Et ne m'espargne ta bouche;
Incontinent tu mourras:
Lors tu te repentiras
De m'avoir été farouche.
Hélas! sa douce jouvence est passée, mais elle ne peut se repentir!
Lorsqu'elle avait terminé cette suave mélopée, elle se levait brusquement et m'enlaçant par derrière, m'étreignant comme un être qu'on peut perdre, me renversant sur sa gorge, elle m'embrassait avec avidité, elle se donnait à moi, elle était affolée comme si elle eut compté ses jours et ses nuits, et juré de ne rien regretter selon les présages du poète vendômois.

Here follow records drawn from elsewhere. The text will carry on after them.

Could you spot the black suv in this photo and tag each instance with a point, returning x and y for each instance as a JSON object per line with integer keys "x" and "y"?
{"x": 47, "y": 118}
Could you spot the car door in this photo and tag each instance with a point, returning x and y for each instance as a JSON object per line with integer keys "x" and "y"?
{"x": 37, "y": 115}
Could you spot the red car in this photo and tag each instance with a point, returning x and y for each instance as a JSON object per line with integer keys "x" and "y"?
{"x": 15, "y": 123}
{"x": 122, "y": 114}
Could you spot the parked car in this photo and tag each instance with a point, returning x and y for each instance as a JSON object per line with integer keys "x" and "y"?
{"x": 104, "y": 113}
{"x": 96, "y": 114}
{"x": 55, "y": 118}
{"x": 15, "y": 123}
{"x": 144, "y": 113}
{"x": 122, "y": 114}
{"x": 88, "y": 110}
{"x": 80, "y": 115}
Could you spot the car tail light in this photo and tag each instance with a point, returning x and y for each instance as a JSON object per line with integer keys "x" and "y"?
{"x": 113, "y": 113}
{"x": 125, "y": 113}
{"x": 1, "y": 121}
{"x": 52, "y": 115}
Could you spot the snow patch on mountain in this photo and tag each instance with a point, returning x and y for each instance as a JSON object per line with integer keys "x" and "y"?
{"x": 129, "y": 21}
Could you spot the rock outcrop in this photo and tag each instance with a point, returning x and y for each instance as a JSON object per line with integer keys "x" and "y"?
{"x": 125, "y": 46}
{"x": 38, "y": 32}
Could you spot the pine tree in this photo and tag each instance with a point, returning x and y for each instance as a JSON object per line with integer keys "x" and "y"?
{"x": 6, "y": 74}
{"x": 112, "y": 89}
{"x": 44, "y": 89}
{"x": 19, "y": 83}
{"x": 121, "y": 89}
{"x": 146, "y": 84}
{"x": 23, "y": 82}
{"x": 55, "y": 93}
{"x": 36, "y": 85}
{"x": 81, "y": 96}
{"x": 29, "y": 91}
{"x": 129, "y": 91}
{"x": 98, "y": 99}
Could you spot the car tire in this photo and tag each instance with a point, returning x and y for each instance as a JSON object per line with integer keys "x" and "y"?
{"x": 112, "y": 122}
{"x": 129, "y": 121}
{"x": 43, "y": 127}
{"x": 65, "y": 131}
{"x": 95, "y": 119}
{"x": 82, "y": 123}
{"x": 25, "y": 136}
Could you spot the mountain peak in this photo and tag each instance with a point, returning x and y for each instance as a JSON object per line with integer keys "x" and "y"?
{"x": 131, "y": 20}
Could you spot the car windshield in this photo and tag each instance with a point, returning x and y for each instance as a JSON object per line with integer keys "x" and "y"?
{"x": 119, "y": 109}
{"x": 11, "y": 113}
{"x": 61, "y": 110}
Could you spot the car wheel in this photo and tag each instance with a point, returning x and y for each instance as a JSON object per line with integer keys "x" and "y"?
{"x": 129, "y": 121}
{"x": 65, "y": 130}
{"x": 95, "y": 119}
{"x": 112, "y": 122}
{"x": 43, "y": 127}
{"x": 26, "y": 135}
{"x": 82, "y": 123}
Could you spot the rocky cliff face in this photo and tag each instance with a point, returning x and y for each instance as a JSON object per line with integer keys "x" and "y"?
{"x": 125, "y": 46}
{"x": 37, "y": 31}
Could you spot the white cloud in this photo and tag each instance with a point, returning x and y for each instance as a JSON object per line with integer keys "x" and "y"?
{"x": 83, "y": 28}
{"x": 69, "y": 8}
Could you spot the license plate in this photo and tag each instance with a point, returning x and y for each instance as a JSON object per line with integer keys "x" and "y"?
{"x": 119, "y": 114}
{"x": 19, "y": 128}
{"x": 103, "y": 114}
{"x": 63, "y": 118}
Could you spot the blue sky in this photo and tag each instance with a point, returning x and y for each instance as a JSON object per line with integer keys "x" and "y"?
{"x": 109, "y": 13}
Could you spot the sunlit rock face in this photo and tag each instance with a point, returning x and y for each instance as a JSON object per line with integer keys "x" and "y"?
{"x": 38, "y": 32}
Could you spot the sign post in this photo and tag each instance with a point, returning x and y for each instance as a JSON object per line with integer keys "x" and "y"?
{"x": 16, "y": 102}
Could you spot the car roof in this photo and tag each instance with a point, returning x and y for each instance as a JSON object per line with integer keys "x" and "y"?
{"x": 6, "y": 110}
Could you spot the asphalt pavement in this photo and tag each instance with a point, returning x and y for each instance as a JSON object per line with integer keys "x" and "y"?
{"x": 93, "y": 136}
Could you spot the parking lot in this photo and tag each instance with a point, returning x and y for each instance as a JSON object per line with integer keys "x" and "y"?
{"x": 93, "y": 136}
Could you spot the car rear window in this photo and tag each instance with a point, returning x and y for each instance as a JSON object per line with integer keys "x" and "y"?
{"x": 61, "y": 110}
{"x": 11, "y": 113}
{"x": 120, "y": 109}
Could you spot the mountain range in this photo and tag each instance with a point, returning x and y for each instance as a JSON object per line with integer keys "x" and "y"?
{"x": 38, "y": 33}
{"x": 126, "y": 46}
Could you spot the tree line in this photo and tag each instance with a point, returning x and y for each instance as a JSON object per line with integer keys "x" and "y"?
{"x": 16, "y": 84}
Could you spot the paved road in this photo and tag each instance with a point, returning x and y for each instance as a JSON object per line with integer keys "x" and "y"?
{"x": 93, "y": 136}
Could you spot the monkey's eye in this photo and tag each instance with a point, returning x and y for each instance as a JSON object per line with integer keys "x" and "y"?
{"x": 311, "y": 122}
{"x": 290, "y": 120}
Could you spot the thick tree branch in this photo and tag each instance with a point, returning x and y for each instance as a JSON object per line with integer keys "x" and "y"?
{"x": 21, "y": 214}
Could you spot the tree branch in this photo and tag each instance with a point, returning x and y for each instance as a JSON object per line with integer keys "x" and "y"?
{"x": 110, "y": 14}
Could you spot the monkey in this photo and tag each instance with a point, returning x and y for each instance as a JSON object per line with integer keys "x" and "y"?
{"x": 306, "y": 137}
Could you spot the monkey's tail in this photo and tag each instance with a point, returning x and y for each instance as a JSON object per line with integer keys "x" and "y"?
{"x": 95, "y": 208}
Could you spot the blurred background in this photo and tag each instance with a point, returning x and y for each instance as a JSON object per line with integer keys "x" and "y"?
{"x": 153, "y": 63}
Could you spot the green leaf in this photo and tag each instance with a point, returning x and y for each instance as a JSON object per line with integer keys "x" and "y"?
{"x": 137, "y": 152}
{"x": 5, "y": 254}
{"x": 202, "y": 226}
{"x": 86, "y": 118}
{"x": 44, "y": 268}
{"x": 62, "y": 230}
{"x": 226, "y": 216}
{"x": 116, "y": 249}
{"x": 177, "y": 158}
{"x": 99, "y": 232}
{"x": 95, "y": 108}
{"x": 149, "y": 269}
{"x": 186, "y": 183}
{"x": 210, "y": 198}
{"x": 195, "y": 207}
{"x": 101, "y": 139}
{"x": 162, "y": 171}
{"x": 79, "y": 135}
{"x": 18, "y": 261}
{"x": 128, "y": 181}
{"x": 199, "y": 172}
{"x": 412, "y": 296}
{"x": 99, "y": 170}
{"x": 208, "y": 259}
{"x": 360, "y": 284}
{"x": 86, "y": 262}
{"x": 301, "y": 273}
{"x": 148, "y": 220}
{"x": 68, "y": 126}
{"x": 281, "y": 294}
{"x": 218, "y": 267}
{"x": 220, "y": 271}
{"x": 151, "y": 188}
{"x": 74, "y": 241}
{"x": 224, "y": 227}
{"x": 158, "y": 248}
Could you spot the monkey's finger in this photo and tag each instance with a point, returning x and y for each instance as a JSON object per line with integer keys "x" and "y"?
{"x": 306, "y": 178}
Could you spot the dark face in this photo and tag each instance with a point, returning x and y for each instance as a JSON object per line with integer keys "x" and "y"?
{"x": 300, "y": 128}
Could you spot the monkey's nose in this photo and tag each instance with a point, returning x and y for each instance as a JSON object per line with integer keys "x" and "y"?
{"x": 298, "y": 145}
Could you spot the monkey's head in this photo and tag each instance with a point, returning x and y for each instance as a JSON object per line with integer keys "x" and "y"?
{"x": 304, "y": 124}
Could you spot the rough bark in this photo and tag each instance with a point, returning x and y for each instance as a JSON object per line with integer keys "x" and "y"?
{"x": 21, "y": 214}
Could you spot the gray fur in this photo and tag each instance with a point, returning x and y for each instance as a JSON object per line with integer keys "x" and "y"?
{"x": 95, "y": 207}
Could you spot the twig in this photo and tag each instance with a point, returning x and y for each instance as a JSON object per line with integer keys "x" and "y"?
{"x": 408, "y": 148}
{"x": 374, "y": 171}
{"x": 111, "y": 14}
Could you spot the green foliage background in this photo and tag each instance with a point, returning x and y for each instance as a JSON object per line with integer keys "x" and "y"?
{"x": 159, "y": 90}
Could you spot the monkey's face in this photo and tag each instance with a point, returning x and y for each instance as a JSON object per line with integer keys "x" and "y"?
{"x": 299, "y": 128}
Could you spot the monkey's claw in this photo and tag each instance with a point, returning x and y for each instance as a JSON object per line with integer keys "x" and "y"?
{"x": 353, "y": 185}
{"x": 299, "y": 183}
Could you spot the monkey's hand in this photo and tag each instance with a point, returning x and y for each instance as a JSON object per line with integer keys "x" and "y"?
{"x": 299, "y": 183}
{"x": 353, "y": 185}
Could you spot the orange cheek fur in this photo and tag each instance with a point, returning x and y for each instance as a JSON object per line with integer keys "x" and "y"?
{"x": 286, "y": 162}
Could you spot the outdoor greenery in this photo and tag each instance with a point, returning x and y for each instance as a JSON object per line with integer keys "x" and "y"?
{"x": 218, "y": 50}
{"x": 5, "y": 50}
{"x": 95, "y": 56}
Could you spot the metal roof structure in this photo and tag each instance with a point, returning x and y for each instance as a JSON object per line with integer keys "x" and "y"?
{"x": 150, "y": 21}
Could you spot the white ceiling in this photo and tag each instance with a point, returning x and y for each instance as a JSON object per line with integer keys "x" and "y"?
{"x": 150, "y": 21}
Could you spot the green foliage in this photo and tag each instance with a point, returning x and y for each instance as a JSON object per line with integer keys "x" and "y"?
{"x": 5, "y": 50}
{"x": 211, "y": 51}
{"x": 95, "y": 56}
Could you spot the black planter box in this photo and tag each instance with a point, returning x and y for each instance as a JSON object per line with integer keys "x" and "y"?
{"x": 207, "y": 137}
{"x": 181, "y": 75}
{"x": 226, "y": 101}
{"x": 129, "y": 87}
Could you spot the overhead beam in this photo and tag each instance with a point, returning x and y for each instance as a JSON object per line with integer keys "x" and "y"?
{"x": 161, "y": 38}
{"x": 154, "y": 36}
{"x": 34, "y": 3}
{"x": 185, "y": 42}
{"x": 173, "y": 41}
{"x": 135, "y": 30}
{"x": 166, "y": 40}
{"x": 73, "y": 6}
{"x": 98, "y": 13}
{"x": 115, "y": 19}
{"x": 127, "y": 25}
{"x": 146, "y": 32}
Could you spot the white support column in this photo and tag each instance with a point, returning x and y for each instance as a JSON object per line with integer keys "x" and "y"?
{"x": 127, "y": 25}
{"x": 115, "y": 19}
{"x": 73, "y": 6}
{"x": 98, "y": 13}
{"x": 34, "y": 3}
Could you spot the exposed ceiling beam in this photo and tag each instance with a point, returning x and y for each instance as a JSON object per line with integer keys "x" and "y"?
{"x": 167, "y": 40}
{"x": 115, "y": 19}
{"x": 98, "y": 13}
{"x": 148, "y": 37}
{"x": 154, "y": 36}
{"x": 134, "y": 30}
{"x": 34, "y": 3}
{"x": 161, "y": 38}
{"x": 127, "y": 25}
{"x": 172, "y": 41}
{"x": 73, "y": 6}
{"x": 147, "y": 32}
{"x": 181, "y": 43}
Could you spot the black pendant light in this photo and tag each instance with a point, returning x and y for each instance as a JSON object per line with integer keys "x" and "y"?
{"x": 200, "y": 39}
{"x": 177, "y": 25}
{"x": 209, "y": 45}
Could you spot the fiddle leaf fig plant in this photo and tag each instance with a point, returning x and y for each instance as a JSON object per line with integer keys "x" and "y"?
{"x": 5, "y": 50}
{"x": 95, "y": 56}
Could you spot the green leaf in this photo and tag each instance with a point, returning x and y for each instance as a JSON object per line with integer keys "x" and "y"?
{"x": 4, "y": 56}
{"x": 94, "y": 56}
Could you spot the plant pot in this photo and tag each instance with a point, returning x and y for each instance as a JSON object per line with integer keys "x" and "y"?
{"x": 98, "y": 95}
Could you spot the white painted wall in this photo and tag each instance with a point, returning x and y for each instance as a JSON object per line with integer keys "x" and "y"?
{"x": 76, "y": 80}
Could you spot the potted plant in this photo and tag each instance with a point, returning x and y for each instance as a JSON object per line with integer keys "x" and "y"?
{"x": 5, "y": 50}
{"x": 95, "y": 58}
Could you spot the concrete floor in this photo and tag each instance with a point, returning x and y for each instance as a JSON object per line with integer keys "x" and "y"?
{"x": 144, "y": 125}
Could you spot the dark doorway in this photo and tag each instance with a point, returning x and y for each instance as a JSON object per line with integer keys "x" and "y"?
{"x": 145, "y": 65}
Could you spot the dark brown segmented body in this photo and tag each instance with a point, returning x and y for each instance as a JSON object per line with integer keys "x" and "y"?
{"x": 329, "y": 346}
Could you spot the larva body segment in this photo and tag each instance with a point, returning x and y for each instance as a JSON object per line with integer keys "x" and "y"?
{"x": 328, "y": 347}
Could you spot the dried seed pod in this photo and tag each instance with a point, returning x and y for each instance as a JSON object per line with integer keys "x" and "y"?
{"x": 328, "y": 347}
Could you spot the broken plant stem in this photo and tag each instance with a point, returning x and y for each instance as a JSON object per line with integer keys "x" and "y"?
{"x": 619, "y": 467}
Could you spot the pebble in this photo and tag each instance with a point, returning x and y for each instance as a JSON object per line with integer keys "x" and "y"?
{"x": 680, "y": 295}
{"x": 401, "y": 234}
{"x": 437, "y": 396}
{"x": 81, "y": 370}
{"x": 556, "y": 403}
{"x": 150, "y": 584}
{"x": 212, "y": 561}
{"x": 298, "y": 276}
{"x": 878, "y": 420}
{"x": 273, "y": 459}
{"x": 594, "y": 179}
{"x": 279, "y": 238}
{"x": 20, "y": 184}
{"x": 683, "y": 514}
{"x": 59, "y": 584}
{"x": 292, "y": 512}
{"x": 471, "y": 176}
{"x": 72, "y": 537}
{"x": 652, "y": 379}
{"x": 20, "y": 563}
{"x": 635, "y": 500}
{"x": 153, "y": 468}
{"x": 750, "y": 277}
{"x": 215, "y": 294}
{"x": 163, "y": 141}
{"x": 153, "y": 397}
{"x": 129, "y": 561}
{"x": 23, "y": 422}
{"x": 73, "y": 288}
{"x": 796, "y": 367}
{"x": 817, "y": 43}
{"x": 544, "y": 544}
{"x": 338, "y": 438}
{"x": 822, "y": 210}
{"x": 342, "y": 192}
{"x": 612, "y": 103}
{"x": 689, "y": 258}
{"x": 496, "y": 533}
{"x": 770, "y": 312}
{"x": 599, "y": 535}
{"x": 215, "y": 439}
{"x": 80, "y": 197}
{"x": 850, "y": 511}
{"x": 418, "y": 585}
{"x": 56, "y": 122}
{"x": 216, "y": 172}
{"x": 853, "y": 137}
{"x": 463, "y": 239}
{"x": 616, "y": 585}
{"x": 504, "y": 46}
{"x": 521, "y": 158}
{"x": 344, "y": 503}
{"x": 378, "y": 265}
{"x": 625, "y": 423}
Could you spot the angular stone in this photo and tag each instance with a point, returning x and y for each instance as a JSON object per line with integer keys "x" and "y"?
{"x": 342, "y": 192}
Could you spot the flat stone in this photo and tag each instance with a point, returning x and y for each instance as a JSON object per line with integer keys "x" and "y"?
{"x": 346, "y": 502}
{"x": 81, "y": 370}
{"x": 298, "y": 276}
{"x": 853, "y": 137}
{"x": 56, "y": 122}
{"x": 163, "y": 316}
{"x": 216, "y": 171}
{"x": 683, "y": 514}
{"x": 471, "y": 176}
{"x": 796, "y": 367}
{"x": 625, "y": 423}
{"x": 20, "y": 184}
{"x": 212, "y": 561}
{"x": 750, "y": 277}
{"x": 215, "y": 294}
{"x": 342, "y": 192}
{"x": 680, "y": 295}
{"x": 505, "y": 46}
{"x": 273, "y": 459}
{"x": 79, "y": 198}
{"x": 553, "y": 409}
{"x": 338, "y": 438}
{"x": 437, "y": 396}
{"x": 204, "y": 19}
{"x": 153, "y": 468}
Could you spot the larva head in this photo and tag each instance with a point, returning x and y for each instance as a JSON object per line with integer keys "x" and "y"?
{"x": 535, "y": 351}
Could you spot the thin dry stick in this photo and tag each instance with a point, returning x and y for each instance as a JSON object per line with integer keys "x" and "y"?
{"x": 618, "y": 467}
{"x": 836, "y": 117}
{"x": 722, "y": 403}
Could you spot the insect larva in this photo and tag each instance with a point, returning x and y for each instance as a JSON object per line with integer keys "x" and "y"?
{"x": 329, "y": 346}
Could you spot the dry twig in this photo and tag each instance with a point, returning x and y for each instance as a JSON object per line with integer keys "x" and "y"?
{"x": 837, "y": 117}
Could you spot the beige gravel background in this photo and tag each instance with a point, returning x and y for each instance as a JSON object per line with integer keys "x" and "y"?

En ouvrant ce tiroir je trouve ses lettres et les miennes: tout un roman qu'il faut laisser inédit, à l'abri du vulgaire. Une une, je les relis sans y trouver de quoi brutaliser la délicatesse de mes souvenirs; ces tendres billets parfumés ont une candeur de passion, une verve d'amour, un brillant d'expression qui me transportent. Le coeur a son style et son éloquence, l'un et l'autre sont simples et touchants, ils frappent plutôt l'âme qu'ils n'éblouissent l'esprit; ils ont le pathétique de la foi et la grande beauté des paroles soudainement issues des sensations mêmes qui les ont fait proférer.—A quelle école autre que l'amour, une femme pourrait-elle apprendre un art si fin d'analyse? Sur quelle palette d'adjectifs, dans quels dictionnaires des passions puiserait-elle ces nuances expressives, à la fois sobres et alambiquées?
Le cerveau livre hâtivement ses trésors quand l'incendie est allumé dans le coeur et que la raison en s'enfuyant laisse tout au pillage des sentiments majeurs.—Il est des pages qui me feraient pleurer et rougir de plaisir au même instant, il en est d'autres que je déguste savoureusement dans ma tête, comme ces sucreries quintessenciées qu'on laisse fondre en gourmet sur les muqueuses les plus sensuelles. Jolies pattes de mouches, coquetteries féminines, petits mots doucereux, locutions adorables, néologismes venus de l'âme, à quelle littérature peut-on vous comparer! Comme Mme de Sévigné est froide et minaudière auprès des vivantes amoureuses et des brûlants épistoliers.
Près de ses lettres, dans une vaste cassette de Lapis-lazuli enchâssé d'or, sa longue chevelure blonde est étendue plusieurs fois roulée sur elle-même. Elle me l'avait promise maintes fois, et lorsqu'elle resta blémie sur l'oreiller, froide et presque violacée, j'eus l'héroïque volonté de couper moi-même cette toison superbe, je fis crier les ciseaux dans cette chevelure ruisselante, à la racine, et je me pris à sanglotter puérilement, quand je vis cette chère petite tête de morte, rase, mignonne et garçonnière, comme ces visages étranges de babys des peintures anglaises.—N'ai-je pas eu depuis souvent la faiblesse de sortir ces nattes de leur écrin, de les baiser avec passion, de les manier, de les tresser, de me complaire à les enlacer autour de mes bras, de mon cou et quelquefois de m'endormir avec elles.—On a dit avec vérité: En amour plus on est délicat, plus on s'amuse aux bagatelles. Mais ces bagatelles des amours défuntes, de quel nom peut-on les nommer?
Ici, dans un coffret étroit de bois de rose, je retrouve une branche de lilas fanée, cueillie, au printemps de l'année, dans l'Eldorado des jouissances complètes, à la campagne, pendant une nuit étoilée et sereine où j'éprouvai, en sa possession, des sensations si fraîches et si entières que je fus heureux jusques aux larmes. Nulle page de mon existence galante n'a pu et ne pourra jamais effacer la félicité immense, l'épanouissement de joie intime qui me ravit alors en faisant tressaillir jusqu'aux fibres les plus tenues de mon être.